When Barack Obama was running for president in 2008, he stated that under his plan “electricity rates would necessarily skyrocket”. Well, now it looks like he is finally getting around to keeping his promise. New EPA rules that are designed to cripple the coal industry could send electricity rates soaring by up to 40 percent in many rural areas. And even though we have enough coal in the ground to provide hundreds of years of energy at current levels of consumption, Obama’s plan is going to force large numbers of coal plants to completely shut down because they are simply going to become too expensive to operate. If Americans living in rural communities didn’t care for Obama before, they really are not going to like him much when these new EPA regulations start kicking in.
Most people don’t remember this, but Barack Obama was very clear about what he intended to do to the coal industry even before he was elected the first time. According to fact-checking site Politifact, Obama did tell the San Francisco Chronicle that “electricity rates would necessarily skyrocket” if he had his way…
It didn’t take us long to find Barack Obama’s original quote, which came from a videotaped interview he did with the San Francisco Chronicle editorial board very early in the presidential campaign, January 2008.
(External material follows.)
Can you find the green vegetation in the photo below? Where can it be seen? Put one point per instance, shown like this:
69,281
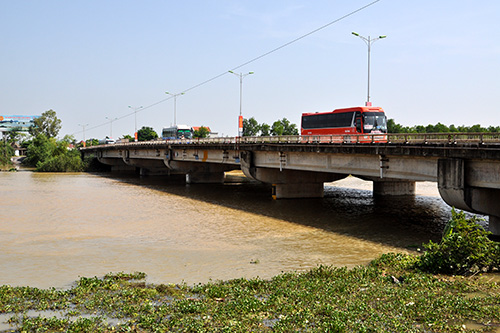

“Under my plan of a cap-and-trade system, electricity rates would necessarily skyrocket,” Obama told the Chronicle . “Coal-powered plants, you know, natural gas, you name it, whatever the plants were, whatever the industry was, they would have to retrofit their operations. That will cost money. They will pass that money on to consumers.”
Fortunately, political expediency and the Republicans in Congress have blocked a lot of what Obama intended to do up until now.
But at this point Obama is a lame duck president that does not have another election to worry about. So now he can start pushing a lot of things that he may have been hesitant to do so before for political reasons.
Unfortunately, this little pet project of Obama’s is going to end up costing millions of U.S. consumers a lot of money. In fact, it is being projected that the new EPA rules could raise electricity rates in some rural areas by up to 40 percent…
At least six electric cooperative utilities across the U.S. mid-and-southwest could raise electricity rates up to 40 percent if the Environmental Protection Agency imposes new permitting regulations on coal-fired power plants.
The regulations would cost Deseret Power Electric Cooperative (DPEC) $200 million to install advanced equipment to qualify for a Clean Air Act Title V permit.
DPEC is made up of six rural electrical cooperatives that serve more than 45,000 customers in Utah, Nevada, Wyoming and Colorado. Rural cooperatives have been heavily opposed to excessive EPA regulations targeting coal plants, which they say raise rates for their customers.
And it turns out that “Obamacare for the air” is going to be far more harsh than many of Obama’s toughest critics even anticipated…
Administrator McCarthy’s draconian proposals are turning out to be even worse than many critics expected. In a May 30 commentary, the Cato Institute’s Dr. Patrick J. Michaels, who is past president of the American Association of State Climatologists and a research professor of Environmental Sciences at the University of Virginia for 30 years, speculated that the new regulations would most likely require a 20-percent reduction in allowable carbon dioxide emissions. “The only way this will be possible,” he said, “will be by upgrading almost all combustion units, and the ultimate cost of the upgrades will make coal noncompetitive with much-less-expensive natural gas–fired facilities.”
But, lo and behold, when McCarthy released the new regulatory proposal it was far worse, mandating a 30-percent reduction in CO2 emissions.
“Climate change, fueled by carbon pollution, supercharges risks to our health, our economy and our way of life,” EPA Administrator Gina McCarthy said, in announcing the Obama administration’s Clean Power Plan. “This plan will clean the air we breathe while helping slow climate change so we can leave a safe and healthy future for our kids.”
But this is not just about cleaner air.